Les nouvelles restrictions auront également un coût humain. Comme le rapporte Fortune , l’interdiction faite par l’administration Biden aux « ressortissants américains »de soutenir le « développement ou la production » de puces dans les usines chinoises sans licence – c’est la première fois que les restrictions commerciales imposées à la Chine visent des êtres humains – signifie que les citoyens américains et les détenteurs de cartes vertes devront choisir entre leur emploi et leur statut d’immigration aux États-Unis.

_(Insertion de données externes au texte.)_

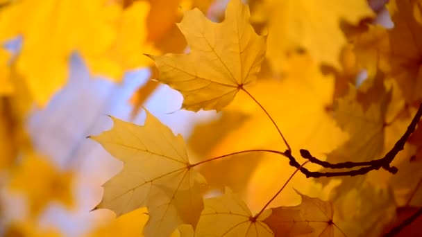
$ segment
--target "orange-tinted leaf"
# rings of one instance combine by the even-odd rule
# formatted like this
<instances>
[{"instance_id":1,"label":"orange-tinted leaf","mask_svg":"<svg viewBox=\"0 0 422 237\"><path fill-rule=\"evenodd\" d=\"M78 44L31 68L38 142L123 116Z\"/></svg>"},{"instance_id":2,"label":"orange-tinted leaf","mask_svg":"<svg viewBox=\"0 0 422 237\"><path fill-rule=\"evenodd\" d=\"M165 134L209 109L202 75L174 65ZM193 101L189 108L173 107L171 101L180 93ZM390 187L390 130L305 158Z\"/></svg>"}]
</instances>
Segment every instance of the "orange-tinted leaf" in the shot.
<instances>
[{"instance_id":1,"label":"orange-tinted leaf","mask_svg":"<svg viewBox=\"0 0 422 237\"><path fill-rule=\"evenodd\" d=\"M332 222L332 204L330 202L296 193L302 198L299 205L273 208L269 217L264 220L276 236L335 236L335 233L342 234Z\"/></svg>"},{"instance_id":2,"label":"orange-tinted leaf","mask_svg":"<svg viewBox=\"0 0 422 237\"><path fill-rule=\"evenodd\" d=\"M422 101L422 22L421 1L390 1L388 9L394 28L388 32L387 51L382 52L381 69L394 77L409 103Z\"/></svg>"},{"instance_id":3,"label":"orange-tinted leaf","mask_svg":"<svg viewBox=\"0 0 422 237\"><path fill-rule=\"evenodd\" d=\"M246 204L228 188L221 196L205 199L195 231L197 236L273 236L263 222L269 211L254 218Z\"/></svg>"},{"instance_id":4,"label":"orange-tinted leaf","mask_svg":"<svg viewBox=\"0 0 422 237\"><path fill-rule=\"evenodd\" d=\"M112 119L112 129L92 138L122 161L124 168L103 185L97 208L120 216L148 207L146 236L168 236L183 223L196 226L205 181L191 168L182 137L148 112L143 126Z\"/></svg>"},{"instance_id":5,"label":"orange-tinted leaf","mask_svg":"<svg viewBox=\"0 0 422 237\"><path fill-rule=\"evenodd\" d=\"M219 24L199 9L187 11L178 26L189 53L151 56L160 71L158 80L183 95L183 108L221 110L255 80L266 39L255 33L248 21L248 7L240 0L228 3L226 19ZM198 62L201 67L192 67Z\"/></svg>"}]
</instances>

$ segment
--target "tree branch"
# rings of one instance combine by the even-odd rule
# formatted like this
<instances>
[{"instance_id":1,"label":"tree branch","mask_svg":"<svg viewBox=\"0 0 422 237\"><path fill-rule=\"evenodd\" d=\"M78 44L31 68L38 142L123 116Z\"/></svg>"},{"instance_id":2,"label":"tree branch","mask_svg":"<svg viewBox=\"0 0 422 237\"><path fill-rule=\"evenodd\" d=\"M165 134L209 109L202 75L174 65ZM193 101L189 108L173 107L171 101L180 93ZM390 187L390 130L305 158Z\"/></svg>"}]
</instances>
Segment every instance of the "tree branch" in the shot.
<instances>
[{"instance_id":1,"label":"tree branch","mask_svg":"<svg viewBox=\"0 0 422 237\"><path fill-rule=\"evenodd\" d=\"M344 172L326 172L326 173L321 173L321 172L312 172L308 170L302 168L301 171L304 173L306 177L333 177L333 176L344 176L344 175L364 175L368 172L373 170L378 170L380 168L382 167L385 170L388 170L391 173L396 173L398 171L397 168L394 166L390 166L390 164L397 154L402 150L403 150L405 147L405 144L406 141L409 139L409 137L412 134L413 132L414 132L416 125L421 117L422 116L422 103L419 105L419 108L418 111L415 114L412 122L407 127L406 132L403 134L403 135L397 141L394 146L390 150L385 156L381 159L374 159L369 161L364 161L364 162L352 162L347 161L343 163L337 163L337 164L331 164L328 161L324 161L319 159L313 157L310 152L305 149L301 149L300 150L301 155L302 157L308 159L310 161L317 164L323 167L337 169L337 168L352 168L360 166L366 166L359 168L357 170L344 171ZM288 151L285 152L286 155L289 157L290 160L290 164L294 167L298 168L300 166L299 164L296 161L295 158L292 155L290 152Z\"/></svg>"}]
</instances>

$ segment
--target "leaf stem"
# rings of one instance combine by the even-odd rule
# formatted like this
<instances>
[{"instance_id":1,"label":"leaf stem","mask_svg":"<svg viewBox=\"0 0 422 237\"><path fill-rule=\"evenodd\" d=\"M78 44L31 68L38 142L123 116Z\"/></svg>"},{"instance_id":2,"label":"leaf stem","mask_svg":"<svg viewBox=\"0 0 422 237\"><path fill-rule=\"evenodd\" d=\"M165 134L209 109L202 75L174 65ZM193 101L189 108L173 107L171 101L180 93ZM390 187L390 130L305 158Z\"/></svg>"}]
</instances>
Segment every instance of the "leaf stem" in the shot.
<instances>
[{"instance_id":1,"label":"leaf stem","mask_svg":"<svg viewBox=\"0 0 422 237\"><path fill-rule=\"evenodd\" d=\"M285 154L283 152L279 151L279 150L268 150L268 149L253 149L253 150L242 150L242 151L238 151L238 152L232 152L232 153L229 153L229 154L226 154L226 155L220 155L214 158L210 158L208 159L205 159L204 161L199 161L198 163L195 163L195 164L192 164L190 165L190 167L194 167L196 166L199 166L205 163L208 163L210 161L213 161L217 159L223 159L227 157L230 157L232 155L238 155L238 154L243 154L243 153L248 153L248 152L271 152L271 153L276 153L276 154L278 154L278 155L281 155L284 157L287 157L286 155L286 154Z\"/></svg>"},{"instance_id":2,"label":"leaf stem","mask_svg":"<svg viewBox=\"0 0 422 237\"><path fill-rule=\"evenodd\" d=\"M280 193L281 193L281 191L282 191L283 189L285 189L285 188L286 187L286 186L287 186L287 184L289 184L290 180L292 180L292 179L294 176L294 175L296 175L296 173L298 173L298 171L299 171L301 170L301 168L303 167L307 162L309 162L309 161L306 161L303 162L303 164L302 164L301 165L301 166L299 166L298 168L296 168L296 170L294 170L294 172L293 173L292 173L292 175L290 175L289 179L287 179L287 180L285 182L285 184L283 184L283 186L281 187L281 188L280 188L280 190L278 190L278 191L273 196L273 198L271 198L271 199L270 199L269 201L268 201L267 202L267 204L264 206L264 207L262 207L262 209L261 209L261 211L260 211L260 212L258 212L258 214L255 215L255 216L253 217L253 218L255 220L256 220L260 216L260 215L261 215L262 213L262 212L264 212L264 211L265 211L265 209L267 209L268 205L269 205L274 200L274 199L276 199L276 198L277 198L277 196L278 196Z\"/></svg>"},{"instance_id":3,"label":"leaf stem","mask_svg":"<svg viewBox=\"0 0 422 237\"><path fill-rule=\"evenodd\" d=\"M249 96L249 97L251 97L251 98L252 98L253 100L253 101L255 101L261 107L261 109L264 111L264 112L265 113L265 114L267 114L267 116L268 116L268 118L271 121L271 122L273 123L273 124L274 125L274 126L277 129L277 131L278 132L278 134L280 134L280 136L282 139L282 141L285 142L285 144L286 144L286 146L287 147L287 150L289 150L289 151L292 151L292 148L290 148L290 146L289 145L289 143L287 143L287 141L286 140L286 139L283 136L282 133L280 130L280 128L278 128L278 126L276 123L276 121L274 121L274 120L273 119L273 118L271 117L271 116L269 115L269 114L268 113L268 112L267 111L267 109L265 109L265 108L264 107L264 106L262 106L262 105L261 105L261 103L259 103L258 100L257 100L255 98L255 97L253 97L253 96L252 96L244 88L242 87L242 90L244 91L245 91L245 93L247 94L248 96Z\"/></svg>"}]
</instances>

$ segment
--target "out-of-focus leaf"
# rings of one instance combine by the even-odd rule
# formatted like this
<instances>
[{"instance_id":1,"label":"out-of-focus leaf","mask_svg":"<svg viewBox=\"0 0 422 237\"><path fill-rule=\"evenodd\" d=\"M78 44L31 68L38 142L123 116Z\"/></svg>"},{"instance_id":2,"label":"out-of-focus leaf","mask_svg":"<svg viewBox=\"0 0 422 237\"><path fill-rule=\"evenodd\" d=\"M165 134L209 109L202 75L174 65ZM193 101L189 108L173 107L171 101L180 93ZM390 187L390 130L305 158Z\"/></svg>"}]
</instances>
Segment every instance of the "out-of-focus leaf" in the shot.
<instances>
[{"instance_id":1,"label":"out-of-focus leaf","mask_svg":"<svg viewBox=\"0 0 422 237\"><path fill-rule=\"evenodd\" d=\"M273 236L263 220L269 211L253 219L246 204L229 188L219 197L205 199L195 230L197 236Z\"/></svg>"}]
</instances>

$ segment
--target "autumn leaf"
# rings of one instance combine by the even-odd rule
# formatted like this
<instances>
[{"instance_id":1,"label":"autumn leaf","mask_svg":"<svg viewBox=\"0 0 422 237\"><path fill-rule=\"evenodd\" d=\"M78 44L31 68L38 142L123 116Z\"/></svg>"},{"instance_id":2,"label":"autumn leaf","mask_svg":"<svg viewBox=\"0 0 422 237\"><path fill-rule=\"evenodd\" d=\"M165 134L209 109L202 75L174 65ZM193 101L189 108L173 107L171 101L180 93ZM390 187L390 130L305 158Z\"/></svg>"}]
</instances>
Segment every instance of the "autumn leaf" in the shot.
<instances>
[{"instance_id":1,"label":"autumn leaf","mask_svg":"<svg viewBox=\"0 0 422 237\"><path fill-rule=\"evenodd\" d=\"M119 10L106 2L24 0L2 9L0 40L22 36L16 69L37 103L45 105L66 83L72 53L96 55L113 43Z\"/></svg>"},{"instance_id":2,"label":"autumn leaf","mask_svg":"<svg viewBox=\"0 0 422 237\"><path fill-rule=\"evenodd\" d=\"M140 208L97 227L88 237L142 236L147 220L148 210L146 207Z\"/></svg>"},{"instance_id":3,"label":"autumn leaf","mask_svg":"<svg viewBox=\"0 0 422 237\"><path fill-rule=\"evenodd\" d=\"M256 35L249 15L240 0L228 3L226 18L219 24L208 20L198 9L187 11L178 26L189 53L151 56L160 71L158 80L183 95L183 108L221 110L255 80L266 38ZM198 62L201 67L192 67Z\"/></svg>"},{"instance_id":4,"label":"autumn leaf","mask_svg":"<svg viewBox=\"0 0 422 237\"><path fill-rule=\"evenodd\" d=\"M192 168L182 137L174 136L148 112L143 126L112 119L112 130L92 138L124 166L103 185L97 208L120 216L148 207L146 236L168 236L183 223L196 226L203 208L205 180Z\"/></svg>"},{"instance_id":5,"label":"autumn leaf","mask_svg":"<svg viewBox=\"0 0 422 237\"><path fill-rule=\"evenodd\" d=\"M408 103L422 101L422 30L421 1L390 1L388 10L394 27L388 30L387 46L382 48L380 67L397 80Z\"/></svg>"},{"instance_id":6,"label":"autumn leaf","mask_svg":"<svg viewBox=\"0 0 422 237\"><path fill-rule=\"evenodd\" d=\"M387 226L384 230L384 234L391 231L393 228L400 225L406 219L410 218L412 215L420 211L420 208L416 207L404 207L397 209L397 218L394 221L391 222ZM398 233L394 233L394 236L406 237L406 236L417 236L421 233L421 225L422 225L422 218L419 216L410 225L404 227L404 228Z\"/></svg>"},{"instance_id":7,"label":"autumn leaf","mask_svg":"<svg viewBox=\"0 0 422 237\"><path fill-rule=\"evenodd\" d=\"M317 64L339 69L340 52L347 42L341 24L357 25L374 15L365 0L268 1L267 4L267 56L276 71L286 53L298 48L308 52Z\"/></svg>"},{"instance_id":8,"label":"autumn leaf","mask_svg":"<svg viewBox=\"0 0 422 237\"><path fill-rule=\"evenodd\" d=\"M334 109L338 125L349 134L349 139L327 155L327 161L359 162L380 158L384 151L385 126L391 98L391 91L387 91L384 79L380 76L368 79L359 89L350 85L348 94L337 99ZM335 188L333 200L346 195L351 188L362 185L364 176L340 179L342 183ZM327 184L329 179L316 182Z\"/></svg>"},{"instance_id":9,"label":"autumn leaf","mask_svg":"<svg viewBox=\"0 0 422 237\"><path fill-rule=\"evenodd\" d=\"M142 54L158 52L152 43L146 42L149 10L148 3L136 1L121 11L116 26L116 38L110 47L102 53L84 55L93 74L119 81L126 71L152 64L151 59Z\"/></svg>"},{"instance_id":10,"label":"autumn leaf","mask_svg":"<svg viewBox=\"0 0 422 237\"><path fill-rule=\"evenodd\" d=\"M13 92L13 84L10 81L9 60L10 53L0 49L0 96L8 96Z\"/></svg>"},{"instance_id":11,"label":"autumn leaf","mask_svg":"<svg viewBox=\"0 0 422 237\"><path fill-rule=\"evenodd\" d=\"M25 195L31 215L37 216L52 201L73 207L71 172L58 170L45 157L36 154L26 156L22 162L13 170L9 188Z\"/></svg>"},{"instance_id":12,"label":"autumn leaf","mask_svg":"<svg viewBox=\"0 0 422 237\"><path fill-rule=\"evenodd\" d=\"M335 236L335 233L345 236L332 222L330 202L296 192L302 198L299 205L273 208L271 214L264 220L276 236Z\"/></svg>"},{"instance_id":13,"label":"autumn leaf","mask_svg":"<svg viewBox=\"0 0 422 237\"><path fill-rule=\"evenodd\" d=\"M350 187L341 202L333 202L335 223L347 236L380 236L396 216L396 203L389 188L366 182Z\"/></svg>"},{"instance_id":14,"label":"autumn leaf","mask_svg":"<svg viewBox=\"0 0 422 237\"><path fill-rule=\"evenodd\" d=\"M34 220L13 221L2 233L4 237L61 237L62 234L55 228L42 227Z\"/></svg>"},{"instance_id":15,"label":"autumn leaf","mask_svg":"<svg viewBox=\"0 0 422 237\"><path fill-rule=\"evenodd\" d=\"M273 236L264 222L269 211L255 218L228 188L219 197L205 199L204 206L195 231L197 236Z\"/></svg>"}]
</instances>

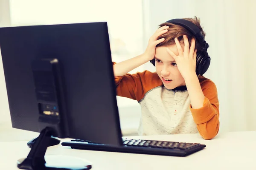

Enfin, rien de tout cela n’est de bon augure alors que les tensions entre les États-Unis et la Chine ont atteint un paroxysme au sujet du statut de Taïwan.

Cette semaine, le chef des opérations navales américaines a demandé à Washington de se préparer à répondre à une invasion de l’île par la Chine, et dans un tel scénario, les faucons appellent depuis longtemps à entrer en guerre avec l’État doté de l’arme nucléaire, ce qui serait très vraisemblablement désastreux .

Des employés portant un équipement de protection travaillent dans l’usine de production de semi-conducteurs de Renesas Electronics à Pékin, en Chine (Photo Associated Press)

Le Premier ministre de Singapour, par exemple, a qualifié la décision de Biden de « très grave » et a averti que si les préoccupations de sécurité nationale devaient creuser un fossé entre l’Occident et la Chine, qui sont économiquement liés, cela « pourrait entraîner une diminution de la coopération économique, de l’interdépendance, de la confiance et peut-être, en fin de compte, engendrer un monde moins stable ».

Si la première Guerre froide a été dangereuse, elle s’est cependant déroulée entre deux pays qui entretenaient entre eux très peu d’échanges commerciaux. Nous sommes peut-être sur le point de découvrir à quoi ressemble une telle guerre lorsque les deux pays sont chacun le plus grand partenaire commercial de l’autre.